A vida, para Maria, era fluxo e, com o virar das estações, percebera como todos carregavam perdas - a sua não era a única.  Apenas a mais insuportável - não imaginava que  dali em diante pudesse provar outras aflições ou sabores. Esta era a maior - e abafada - dor:  a perda, paradoxalmente, a tornara mais forte, ainda que às custas de um certo cinismo e de um ar acinzentado que lhe saía dos pulmões - chaminé de uma lareira sem brasas.
A preparação da ceia seguia ritmadamente: os mesmos pratos de sempre. O sal das lágrimas retidas não chegou a mudar o sabor maravilhoso daqueles excessos: apenas a boca é que se negava a sentir os gostos como eles poderiam e deveriam ser. Uma falta de alegria no ar.  Não havia tristeza. 
Os convidados iam se chegando, já eram nove da noite do dia 24.  Havia um certo não dito entre as pessoas.  Alguns parentes inventaram desculpas para não participar da ceia, prevendo que não suportariam aquele ar nostálgico. Outros arriscavam piadas curtas de salão. Ela ria ora com gosto, ora por cortesia.

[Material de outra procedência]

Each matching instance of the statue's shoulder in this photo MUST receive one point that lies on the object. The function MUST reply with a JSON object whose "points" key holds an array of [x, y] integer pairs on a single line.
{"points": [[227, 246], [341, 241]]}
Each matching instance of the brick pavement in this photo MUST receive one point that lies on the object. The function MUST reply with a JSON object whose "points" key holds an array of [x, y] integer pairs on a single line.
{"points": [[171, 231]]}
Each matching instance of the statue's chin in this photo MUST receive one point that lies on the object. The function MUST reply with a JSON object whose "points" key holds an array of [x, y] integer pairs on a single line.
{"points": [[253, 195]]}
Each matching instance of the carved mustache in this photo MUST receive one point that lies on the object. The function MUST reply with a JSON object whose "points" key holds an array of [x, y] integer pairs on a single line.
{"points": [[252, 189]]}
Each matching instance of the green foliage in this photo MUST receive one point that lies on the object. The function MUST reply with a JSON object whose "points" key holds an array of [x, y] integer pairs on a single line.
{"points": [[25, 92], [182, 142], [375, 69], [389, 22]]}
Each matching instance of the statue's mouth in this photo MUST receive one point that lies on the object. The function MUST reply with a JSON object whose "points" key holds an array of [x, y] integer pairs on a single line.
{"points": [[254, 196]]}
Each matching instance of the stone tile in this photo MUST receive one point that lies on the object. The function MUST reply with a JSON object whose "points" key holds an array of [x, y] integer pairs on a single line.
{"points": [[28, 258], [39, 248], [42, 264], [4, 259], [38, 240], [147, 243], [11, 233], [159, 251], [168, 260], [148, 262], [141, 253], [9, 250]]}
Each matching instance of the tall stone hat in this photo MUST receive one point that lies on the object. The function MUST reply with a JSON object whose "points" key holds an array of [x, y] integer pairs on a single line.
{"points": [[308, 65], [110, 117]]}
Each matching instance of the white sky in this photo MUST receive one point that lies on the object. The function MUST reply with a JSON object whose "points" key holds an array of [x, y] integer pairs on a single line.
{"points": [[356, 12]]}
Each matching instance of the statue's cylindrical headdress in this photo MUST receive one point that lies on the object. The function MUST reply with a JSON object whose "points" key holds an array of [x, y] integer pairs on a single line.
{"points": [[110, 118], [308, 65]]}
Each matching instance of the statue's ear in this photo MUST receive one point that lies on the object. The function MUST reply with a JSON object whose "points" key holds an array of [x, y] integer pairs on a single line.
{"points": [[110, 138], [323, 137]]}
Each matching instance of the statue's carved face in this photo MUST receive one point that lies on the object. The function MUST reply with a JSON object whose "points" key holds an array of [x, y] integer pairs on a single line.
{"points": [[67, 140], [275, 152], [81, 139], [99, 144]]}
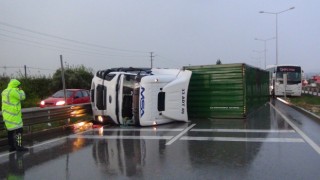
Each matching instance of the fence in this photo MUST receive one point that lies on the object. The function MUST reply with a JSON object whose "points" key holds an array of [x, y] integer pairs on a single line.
{"points": [[37, 120], [311, 90]]}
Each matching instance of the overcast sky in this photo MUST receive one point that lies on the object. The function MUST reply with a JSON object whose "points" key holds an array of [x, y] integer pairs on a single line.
{"points": [[103, 34]]}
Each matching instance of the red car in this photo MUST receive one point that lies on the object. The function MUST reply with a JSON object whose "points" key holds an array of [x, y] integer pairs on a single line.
{"points": [[73, 96]]}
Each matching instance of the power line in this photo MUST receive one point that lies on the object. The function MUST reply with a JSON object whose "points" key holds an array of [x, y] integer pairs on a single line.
{"points": [[69, 40], [65, 48], [58, 42]]}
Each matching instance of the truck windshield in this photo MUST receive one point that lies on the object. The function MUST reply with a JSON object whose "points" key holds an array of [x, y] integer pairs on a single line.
{"points": [[127, 95]]}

Estava com seu vestido novo, comprado para a ocasião, como se aquela pele fina, cor de pérola comprada no shopping recém-inaugurado, pudesse esconder um turbilhão de emoções ressequidas que a habitavam.
Antes do início da ceia natalina, Tia Ofélia se prontificou a fazer a oração, mas Maria logo vetou: "Não é preciso oração - a família reunida já é uma oração".  Mas acabou se traindo e, em silêncio, sentia, como que por milagre, a presença de um sopro de restauração no ar, como nos dias em que se acorda sem febre após uma longa enfermidade.  Acolheu, pela primeira vez em meses, o calor do corpo de outras mãos e pessoas.  Pôs-se a rezar enquanto comia e devorou cada uma das palavras que a intuição lhe trazia.  Sentia-se viva. Haviam se reunido por ela.


6 comentários:

Ana Luiza disse...

Adorei! Esse texto e o último... Acho que você deveria publicá-los, estão ótimos!

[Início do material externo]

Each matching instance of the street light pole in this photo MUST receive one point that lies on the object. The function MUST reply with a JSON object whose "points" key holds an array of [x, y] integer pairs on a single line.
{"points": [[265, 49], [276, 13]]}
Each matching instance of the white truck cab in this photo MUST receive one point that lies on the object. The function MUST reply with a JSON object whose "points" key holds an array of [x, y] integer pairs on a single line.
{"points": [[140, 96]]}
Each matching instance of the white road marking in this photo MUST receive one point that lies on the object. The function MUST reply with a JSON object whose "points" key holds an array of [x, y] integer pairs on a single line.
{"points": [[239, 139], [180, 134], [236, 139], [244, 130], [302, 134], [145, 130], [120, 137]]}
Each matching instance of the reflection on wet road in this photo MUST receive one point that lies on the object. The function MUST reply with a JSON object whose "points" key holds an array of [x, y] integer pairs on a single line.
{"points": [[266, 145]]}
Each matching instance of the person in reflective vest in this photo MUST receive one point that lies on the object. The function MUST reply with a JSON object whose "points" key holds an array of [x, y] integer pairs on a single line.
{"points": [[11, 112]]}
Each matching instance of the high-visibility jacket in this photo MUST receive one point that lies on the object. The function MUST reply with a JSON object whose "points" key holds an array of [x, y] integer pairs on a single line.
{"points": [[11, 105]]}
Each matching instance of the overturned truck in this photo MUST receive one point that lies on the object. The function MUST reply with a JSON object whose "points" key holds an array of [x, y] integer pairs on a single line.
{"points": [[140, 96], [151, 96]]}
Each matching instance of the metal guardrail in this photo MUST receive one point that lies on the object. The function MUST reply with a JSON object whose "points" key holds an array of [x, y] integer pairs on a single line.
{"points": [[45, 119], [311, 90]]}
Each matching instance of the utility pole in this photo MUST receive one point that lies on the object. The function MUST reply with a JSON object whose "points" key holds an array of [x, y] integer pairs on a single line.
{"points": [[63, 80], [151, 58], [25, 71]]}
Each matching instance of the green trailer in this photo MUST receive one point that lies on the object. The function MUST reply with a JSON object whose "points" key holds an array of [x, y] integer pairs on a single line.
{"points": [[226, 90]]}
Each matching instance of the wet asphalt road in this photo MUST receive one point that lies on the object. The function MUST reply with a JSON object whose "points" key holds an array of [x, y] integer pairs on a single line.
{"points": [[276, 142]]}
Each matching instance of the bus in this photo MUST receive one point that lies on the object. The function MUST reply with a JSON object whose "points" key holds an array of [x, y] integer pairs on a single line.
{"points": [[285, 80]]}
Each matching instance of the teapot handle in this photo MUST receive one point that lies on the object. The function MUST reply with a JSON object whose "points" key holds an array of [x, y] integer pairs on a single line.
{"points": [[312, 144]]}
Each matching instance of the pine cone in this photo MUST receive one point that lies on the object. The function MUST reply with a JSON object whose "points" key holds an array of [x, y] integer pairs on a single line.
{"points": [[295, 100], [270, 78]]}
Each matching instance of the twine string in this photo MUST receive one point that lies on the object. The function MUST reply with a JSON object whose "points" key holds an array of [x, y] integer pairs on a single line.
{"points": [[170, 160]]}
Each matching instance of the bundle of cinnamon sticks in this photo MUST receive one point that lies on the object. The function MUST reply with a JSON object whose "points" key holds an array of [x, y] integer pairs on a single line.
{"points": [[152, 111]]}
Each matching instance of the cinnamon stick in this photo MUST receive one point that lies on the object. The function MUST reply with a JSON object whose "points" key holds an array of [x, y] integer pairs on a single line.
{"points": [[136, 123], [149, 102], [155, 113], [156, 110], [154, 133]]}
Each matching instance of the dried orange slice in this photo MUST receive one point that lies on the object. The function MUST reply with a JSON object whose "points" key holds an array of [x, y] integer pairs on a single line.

Beijos e um feliz 2010! Muito sucesso, muita saúde, muitas alegrias e que você mantenha essa inspiração :)

Ana

Lisandra disse...

Hamer, os textos são fantásticos, parabéns e um 2010 ainda mais produtivo.
Lisandra

Vivian disse...

Bonito texto, parabéns.

Bjs
Vivian

Yone disse...

Querido, o mundo faz parte de cada dia de nossas vidas, está dentro e fora de nós. Em alguns anos ele é intenso, como nesse que termina, mas também ele traz muita renovação com suas experiências para o próximo que vem após um ano que é intenso como foi esse que, como dizia meu velho e saudoso pai: "calma, esse também vai passar, mesmo que voce não acredite." E esse também passou. Um beijo

Yone

Anônimo disse...

Olá Hamer:

Sou leitor e admirador de Moacyr Scliar e, como já tenho alguma intimidade com o autor, vejo semelhanças em seus textos, o que me torna também seu admirador.
Obrigado pela agradável leitura de suas crônicas.
Pessanha - Cajuru SP

CRIPPA disse...

OLÁ HAMER,

EXCELENTE!!!!

PARABÉNS E FELIZ 2010 COM MUITOS CONTOS!